FRANCE

Dominique de Villepin dévoile les grandes lignes de son projet pour 2012

Texte par : Dépêche
|
Vidéo par : Pierrick LEURENT
3 mn

Dominique de Villepin, en tant que président de son nouveau parti "République solidaire", a présenté son projet pour l'élection présidentielle de 2012. L'ex-Premier ministre propose un "revenu citoyen" de 850 euros mensuels.

Publicité

AFP - L'ancien Premier ministre Dominique de Villepin a présenté jeudi son "projet de refondation politique" pour la présidentielle de 2012, projet qu"il entend "assumer et incarner" et dont la proposition majeure est un "revenu citoyen" mensuel.
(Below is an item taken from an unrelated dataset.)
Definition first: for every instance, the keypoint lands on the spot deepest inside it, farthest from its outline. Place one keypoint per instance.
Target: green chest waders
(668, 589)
Le président de République solidaire, ex-UMP n'a pas, comme prévu, annoncé une candidature à l'Elysée, estimant que le moment n'était pas venu. M. de Villepin attend que son horizon judiciaire soit dégagé -il doit comparaître en mai en appel dans l'affaire Clearstream- avant de se décider à entrer dans la course.
              

it

Devant la presse conviée à la présentation de son projet, il a expliqué que celui-ci était "le fruit d'une expérience et d'un bilan, une politique menée de 2005 à 2007 sur laquelle Nicolas Sarkozy a pu s'appuyer pour remporter la bataille présidentielle".

Ce projet, a-t-il poursuivi, est également "le fruit de quatre années de combat". "Il s'est nourri d'un certain nombre d'alertes, de propositions que j'ai adressées à la majorité comme aux Français", a-t-il dit, en citant son scepticisme "dès 2007" concernant le paquet fiscal adopté l'été de cette année-là.

La mesure-phare du projet de M. de Villepin consiste à instaurer un "revenu citoyen" de 850 euros par mois, ouvert aux plus de 18 ans n'ayant aucune ressource et, d'une manière dégressive, à tous ceux qui gagnent moins de 1.500 euros.

Cette mesure de "30 milliards d'euros, la seule nouvelle dépense" de son projet, est "essentielle" à ses yeux "pour débloquer le système".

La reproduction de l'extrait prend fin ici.